Doing my research for Sons of Alba, I came across the interesting story of Sigurd the Stout, who was the Jarl (or king) of the Orkney Islands just prior to the time period.


At that time, Orkney was a thoroughly pagan Viking kingdom, still involved in heavy raiding along the mainland of Alba (Scotland).  But a few things happened that changed Orkney’s history, and Sigurd the Stout, forever.

#1: Conversion

As legend has it, a Viking raider by the name of Olaf Trygvesson stopped in on Orkney in 995 AD.  During his campaigns around the British Isles, he encountered Christianity and converted.  He was so zealous in his new religion that he decided Orkney needed to convert, as well.  Admirable goal.  But his methods left something to be desired.  He threatened Sigurd with death and promised to ravage the Orkney Islands if he didn’t convert on the spot.  Of course, Sigurd relented, sending his own son Hvelp with Olaf as a hostage for good behaviour.  The rest of Orkney converted at that time, as well.  But Sigurd’s new Christian faith probably only ran skin deep.

#2: Marriage

Sigurd’s days of raiding Alba’s shores weren’t well and truly over until the Ard Righ (High King) Malcolm II shrewdly made a treaty with Orkney, and sealed the deal with his youngest daughter, Olith.  Because of this, Orkney became inextricably tied to Alba, later Scotland, in an alliance which has lasted until this day.

#3: Death

Sigurd’s death in the battle of Clontarf in 1015 AD is the most legendary of all.  According to the Orkneyinga Saga, Sigurd’s Irish mother Eithne made him a magical raven banner which would protect the one it was carried before, but would doom the bearer to death.  Magical or not, the raven banner gained a reputation as bearer after bearer met his grisly end in battle.  At the battle of Clontarf, Sigurd’s men broke down and refused to carry the banner.  At that, Sigurd got fed up, tore the banner off the pole, and stuffed it inside his clothing.  But he had touched the pole, sealing his fate as the last banner bearer, and within moments, he was dead.

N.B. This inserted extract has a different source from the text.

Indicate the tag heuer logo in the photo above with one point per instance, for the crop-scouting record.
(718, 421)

After his death, Sigurd’s sons jointly ruled the Orkney Isles, including his one son by Olith, Thorfinn, who also became the Jarl of Sutherland and Caithness from his place at his Alban grandfather’s court.  In my work in progress, Sons of Alba, I’ve decided to give Sigurd and Olith a fictional daughter named Liosa, who figures prominently in the story.